© JUNGE FREIHEIT Verlag GmbH & Co. KG www.jungefreiheit.de 40/20 / 25. September 2020

Der Flaneur
Die letzten Sonnenstrahlen
Paul Leonhard

Klatsch, klatsch, klatsch. Mit einem Mal hagelt es nasse Backpfeifen. Na ja, es sind eher sanfte Klapse aus Wasser, die zur Aufmerksamkeit mahnen anstatt das Geschehen am Ufer zu betrachten. 

Überrascht spucke ich Wasser aus. Der aufkommende Herbstwind sorgt für diesen unangenehmen Wellenschlag. Es ist Zeit, ans Ufer zurückzuschwimmen. Hier stehen im hüfttiefen Wasser nackte Rentner und schnacken. Über den Urlaub – geplant war auf die Kanaren zu kommen, in der neuen Realität wurde es die Ostsee –, über die Vorteile des Alleinelebens – wenn du die Butter vergessen hast, fährt dich keiner an, wie blöd man denn sei, sondern das muß man beim Abendbrot mit sich selbst ausmachen –, über die Politik – was passiert, wenn Frauen zuviel Macht haben, erleben wir ja gerade –, und über den zu Ende gehenden Sommer.

Am Ende rufen die Rentner lieber doch nicht die Polizei wegen der lauten Musik.

Tagsüber bilden hier die über Siebzigjährigen eine Mehrheit, meist asketische oder ganz dicke Typen, die nackt auf ihren sorgfältig gefalteten Handtüchern sitzen oder liegen. Sie baden mehr in den letzten heißen Sonnenstrahlen des Jahres als im Wasser. Zwei, drei sehen nach dem Sommer inzwischen wie verbranntes Toastbrot aus. 

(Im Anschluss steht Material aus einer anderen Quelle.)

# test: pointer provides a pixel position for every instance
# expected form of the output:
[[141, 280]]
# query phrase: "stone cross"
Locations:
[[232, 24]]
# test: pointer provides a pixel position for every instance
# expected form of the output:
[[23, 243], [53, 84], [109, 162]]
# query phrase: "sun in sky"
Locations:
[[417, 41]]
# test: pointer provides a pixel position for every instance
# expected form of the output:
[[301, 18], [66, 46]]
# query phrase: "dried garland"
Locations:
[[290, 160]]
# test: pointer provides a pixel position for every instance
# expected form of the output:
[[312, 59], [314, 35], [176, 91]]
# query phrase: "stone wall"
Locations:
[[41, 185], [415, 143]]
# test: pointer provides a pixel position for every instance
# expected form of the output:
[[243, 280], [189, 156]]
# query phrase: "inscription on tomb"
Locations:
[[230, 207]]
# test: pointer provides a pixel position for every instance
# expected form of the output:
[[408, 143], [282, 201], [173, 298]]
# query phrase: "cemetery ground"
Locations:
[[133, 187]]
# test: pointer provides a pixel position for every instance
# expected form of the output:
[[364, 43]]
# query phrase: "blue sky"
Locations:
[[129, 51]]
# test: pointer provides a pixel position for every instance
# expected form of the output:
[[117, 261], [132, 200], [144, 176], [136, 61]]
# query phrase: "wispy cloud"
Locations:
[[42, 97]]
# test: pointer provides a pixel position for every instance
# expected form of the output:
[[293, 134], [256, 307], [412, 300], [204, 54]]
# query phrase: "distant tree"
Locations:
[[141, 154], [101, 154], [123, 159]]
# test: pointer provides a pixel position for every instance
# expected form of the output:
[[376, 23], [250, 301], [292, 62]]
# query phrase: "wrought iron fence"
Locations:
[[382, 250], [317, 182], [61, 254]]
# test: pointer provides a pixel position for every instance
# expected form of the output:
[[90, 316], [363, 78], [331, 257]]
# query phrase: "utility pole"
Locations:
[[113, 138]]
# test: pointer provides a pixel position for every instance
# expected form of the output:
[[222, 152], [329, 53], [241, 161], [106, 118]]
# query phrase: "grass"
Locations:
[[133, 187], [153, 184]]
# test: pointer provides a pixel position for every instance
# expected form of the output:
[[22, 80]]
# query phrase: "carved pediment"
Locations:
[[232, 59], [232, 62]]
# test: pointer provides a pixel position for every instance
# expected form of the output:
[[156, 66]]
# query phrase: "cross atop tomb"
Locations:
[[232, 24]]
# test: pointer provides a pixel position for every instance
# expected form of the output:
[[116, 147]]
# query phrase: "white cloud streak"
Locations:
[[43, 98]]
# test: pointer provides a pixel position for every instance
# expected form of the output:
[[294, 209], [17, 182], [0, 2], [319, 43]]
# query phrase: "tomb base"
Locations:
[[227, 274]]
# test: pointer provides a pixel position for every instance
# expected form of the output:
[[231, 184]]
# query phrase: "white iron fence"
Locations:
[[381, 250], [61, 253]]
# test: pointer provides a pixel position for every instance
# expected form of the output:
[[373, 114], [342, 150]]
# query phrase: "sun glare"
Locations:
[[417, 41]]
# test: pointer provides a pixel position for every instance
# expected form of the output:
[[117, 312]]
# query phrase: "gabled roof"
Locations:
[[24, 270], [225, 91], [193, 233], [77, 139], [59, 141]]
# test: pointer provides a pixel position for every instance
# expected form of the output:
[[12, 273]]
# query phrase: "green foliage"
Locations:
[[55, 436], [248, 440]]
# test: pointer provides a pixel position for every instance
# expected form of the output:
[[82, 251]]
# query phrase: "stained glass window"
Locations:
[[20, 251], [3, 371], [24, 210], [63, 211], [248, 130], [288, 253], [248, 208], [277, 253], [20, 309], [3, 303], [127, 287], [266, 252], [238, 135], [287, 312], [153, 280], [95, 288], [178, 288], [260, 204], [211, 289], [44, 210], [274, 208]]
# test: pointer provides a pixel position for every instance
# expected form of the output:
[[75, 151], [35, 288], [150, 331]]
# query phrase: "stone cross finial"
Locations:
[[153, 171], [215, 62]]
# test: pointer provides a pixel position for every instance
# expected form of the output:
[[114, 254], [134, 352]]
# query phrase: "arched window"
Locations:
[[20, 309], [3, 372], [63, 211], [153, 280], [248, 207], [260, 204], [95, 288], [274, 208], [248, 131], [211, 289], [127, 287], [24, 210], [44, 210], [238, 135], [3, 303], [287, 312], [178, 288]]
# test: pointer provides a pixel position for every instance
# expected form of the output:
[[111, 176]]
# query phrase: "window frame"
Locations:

Die Handvoll bunter Flecken am Ufer kennzeichnen die Stellen, wo junge Familien ihre Lager mit Strandmuscheln, Zelten, Luftmatratzen und aufgeblasenen Badetieren aufgebaut haben. Von hier dringen die typischen Mutter-Kind-Diskussionen: „Komm raus.“ „Nö.“ „Du hast schon ganz blaue Lippen.“ Dann greift der Vater ein und trägt das strampelnde, bibbernde Kind zum von der Frau mit viel Liebe ausgebreiteten Badetuch.

Am späten Nachmittag beginnt von einer Stelle aus Rap über den See zu schallen. Dann regen sich die Rentner auf, man sei doch hier, um die Ruhe zu genießen, und diskutieren, ob man die Polizei rufen solle. Am Ende drohen sie den Jugendlichen lediglich mit einem 110-Anruf. Denn alle kennen die Schilder rund um den See, auf denen die Stadt droht: Baden verboten.